Despite appearances, then, it doesn't seem all that wise to ask us
never to get carried away. Even if the systematic thinker expects it,
consistency is certainly not practically necessary. Wisdom's ordering
of pleasure distributes guilt to forms of enjoyment that are too unhinged
to produce or result from robust debate. As such, the ordering of pleasure
is always the surreptitious work of ethics, rationality, theology or whatever.
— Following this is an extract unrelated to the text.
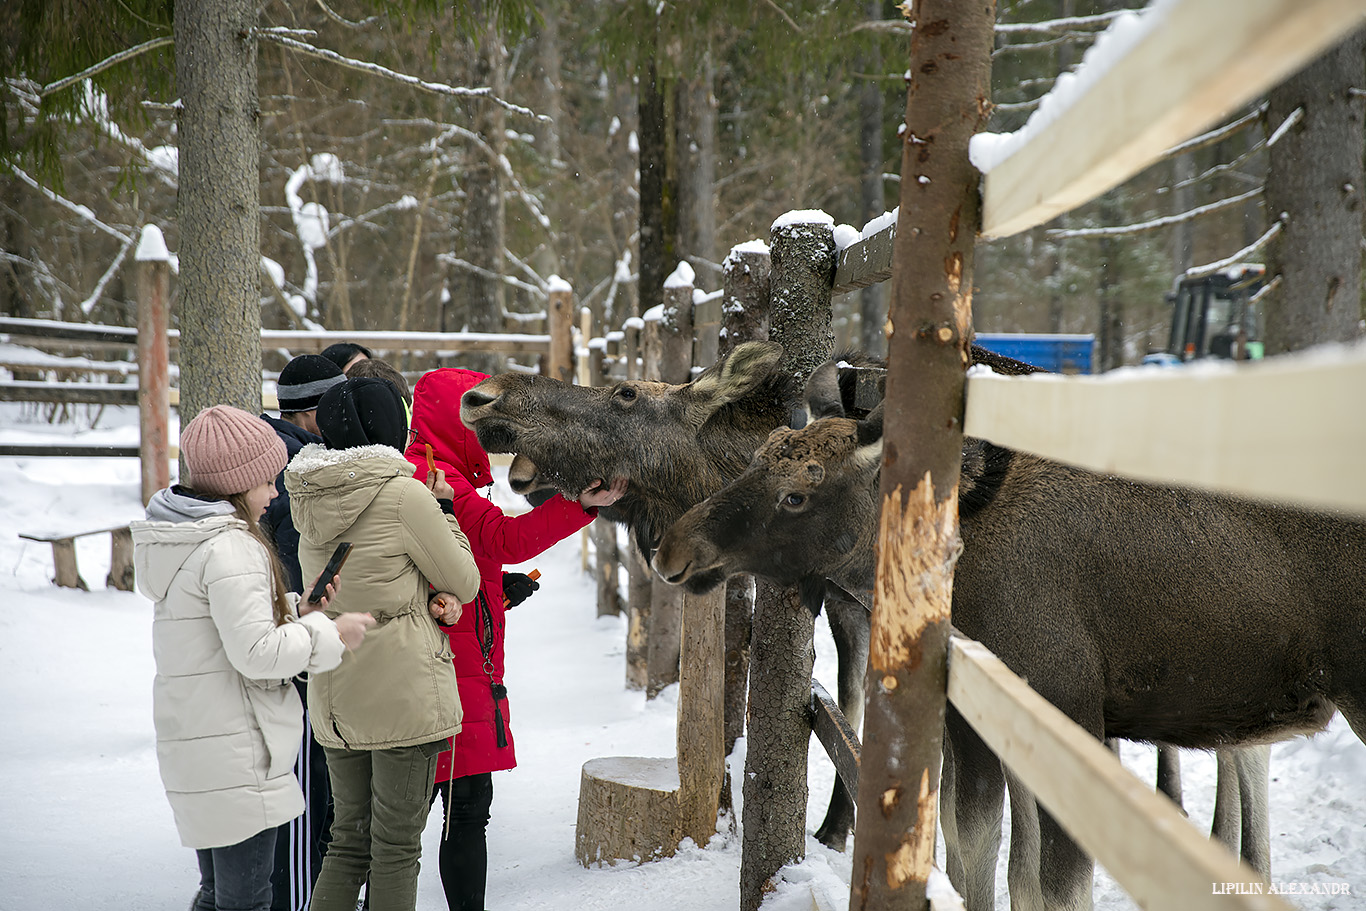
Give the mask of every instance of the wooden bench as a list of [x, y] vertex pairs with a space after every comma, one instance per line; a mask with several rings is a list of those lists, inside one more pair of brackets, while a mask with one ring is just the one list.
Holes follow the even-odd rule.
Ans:
[[76, 539], [87, 535], [109, 535], [109, 575], [104, 584], [119, 591], [133, 590], [133, 533], [128, 526], [115, 525], [112, 528], [95, 528], [90, 531], [54, 532], [51, 534], [24, 534], [19, 537], [29, 541], [43, 541], [52, 545], [52, 563], [57, 570], [53, 580], [63, 588], [79, 588], [90, 591], [90, 586], [81, 578], [76, 567]]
And without this aesthetics wouldn't appear to reconfirm spontaneously
the values of wisdom, but would be seen as wisdom's colonisation
of bodily experience. Without the surreptitious ordering of pleasure there
could be no aesthetic privilege for beauty over masochism, gluttony or
addiction. Contemporary art's indulgence in pleasures of this sort
casts itself as unserious, ill-advised, brutal: having its thrills in
the shadow of the ordering of pleasure.
To defend the willingness to fall - or to be pushed - means to run
up against a cluster of very well placed axioms. It is not for nothing
that hard thinkers regard subjectlessness and its cousins as damage, illness,
contagion, insanity. Being mad for it is, from an intellectual point of
view, utterly monstrous. So, in order to get out from under the oppressive
grandeur of intellectualism's self-serving attitude to culture, younger
artists have lost themselves in worthless preoccupations without the least
care to show themselves in a good light. Sue Webster and Tim Noble don't
only call themselves 'the cunt' and 'the shit', their
works - such as a group of shagging bunnies in a grassy idyll - are
simply too risible to compete with the jumped-up institutionalism of Damien
Hirst and Douglas Gordon. Baby Conceptualism has given way to something
much more infantile. Mixing the kitshploitation of the Chapmans with the
strategic art-world nous of Bank, Webster and Noble are setting the tone
for an art that doesn't take seriousness seriously, preferring unjustifiable
loves because the architecture of justification is uninhabitable.